Question

∫sin^2(mx) from x=-π to π

Answer 1

cos 2x = cos^2 x - sin^2 x = 1 - 2 sin^2 x
hence
sin^2 x = 1/2 . (1 - cos 2x)
and therefore
\[ \sin^2 (mx) = \frac{1}{2} ( 1 - 2 \cos(2mx) ) \]

Answer 2

Now integrate that

Answer 3

\[\int\limits_{-π}^{π}Sin^2(mx)dx\]

Answer 4

still there?

Answer 5

\[={1 \over 2} \int\limits\limits_{−π}^{π}[\cos(2mx)+1 ]dx\]

Answer 6

you dropped a minus sign

Answer 7

\[ {1 \over 2} \int\limits\limits_{−π}^{π}[1-\cos(2mx) ]dx \]

Answer 8

\[={1 \over 2 } \left[ x-{\sin(2mx) \over 2m }\right]_{π}^{-π}\]

Answer 9

is this right so far?,
i am trying to sown that the integral is equal to π for m≠0

Answer 10

If m is an integer yes. Note that in your last expression you've reversed the limits of integration.

Answer 11

\[={1 \over 2 } \left[ x-{sin(2mx) \over 2m }\right]_{-π}^{π}\]
\[={1 \over 2 } \left[ (π-{sin(2πm) \over 2m })-(-π-{sin(-2πm) \over2m})\right]\]

Answer 12

\[={1 \over 2}[2π−2{\sin(2πm) \over 2m} ]\]

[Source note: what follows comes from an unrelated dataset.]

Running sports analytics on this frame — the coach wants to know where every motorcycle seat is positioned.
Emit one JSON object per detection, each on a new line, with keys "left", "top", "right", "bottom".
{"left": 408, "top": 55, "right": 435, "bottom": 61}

\[=π−{\sin(2πm) \over 2m}\]

and the sine function will be equal to zero at multiples of 2π (m is a positive integer)
hence = \[π\delta _{0m}\]

(did i miss anything or make mistakes?

Answer 13

I think this is ok; writing the Dirac delta function as you have here is perhaps bit over the top and not quite accurate. I would just say the integral is equal to

pi , if m is an integer
pi + sin(2mpi)/m , if m is not an integer

Check your problem though; I'm guessing m is an integer in which case you can just get rid of the second case.

Answer 14

yeah m is an interger

Answer 15

so the integral equals
2π ; m=n=0
{ π ; m=n≠0
0 ; m≠n

Answer 16

Where is this parameter n coming from? I only see n in the problem.

Answer 17

ops. ive been doing a few similar problems
that is the result for an integral of cos(nx)cos(mx) over the same limits

Answer 18

I see what you're doing now. Makes sense.

Answer 19

back to the question i asked:
If m = 0, im getting confused

Answer 20

If m = n = 0, then cos(nx)cos(mx) = 1 . 1 = 1.
Hence the integral is 2pi

Answer 21

sin (2πm)/m ~> 0/0

Answer 22

\[\lim_{x \rightarrow 0} \frac{ \sin ax}{x} = a\]

Answer 23

Hence the limit you wrote down is 2pi

Answer 24

so, sin (2πm) = m^2 in the limit of large m
interesting

Answer 25

*small m not large m

Answer 26

No, I don't know where you're getting that from.

Answer 27

The "straight" limit here is that as x --> 0 then the limit of (sin x)/x is 1.

Answer 28

Now when we consider sin(ax)/x, we can write this as

Answer 29

\[\lim_{x \rightarrow 0} \frac{ \sin(ax)}{x} = \lim_{x \rightarrow 0} \frac{ \sin(x)}{x/a} = \lim_{x \rightarrow 0} \ a \frac{ \sin(x)}{x} = a \ \lim_{x \rightarrow 0} \frac{ \sin(x)}{x} = a . 1 = a\]

Answer 30

In other words, when ax is small sin(ax) goes like ax.
Or sin(m.pi.x) goes like m.pi.x

Answer 31

from
\[=π-{\sin(2πm) \over 2m}\] the integral would become for m=0
\[=π-{(2πm) \over 2m}, \]
\[=π-π\]
\[=0\]

Answer 32

The direct way to see this is to put m = 0 into the original integral of
sin^2(mx) = sin^2(0) = 0.

The integral of 0 over -pi to pi is zero.

Answer 33

for m≠0\[=π-{\sin(2πm) \over 2m}\]
\[=π-{0 \over 2m}\]
\[=π\]

Answer 34

yes

Answer 35

Can i wright this as
\[\int\limits_{-π}^{π}\sin^2 (mx) .dx\]
\[=π-{sin(2πm) \over 2m}\]
\[ π;{ m≠0 } \]={\[0; {m=0}\]
\[=πδ_{m0}\]

Answer 36

Where δ_m0 is the Kronecker delta

Answer 37

Thankyou so much for your help JamesJ

Answer 38

sure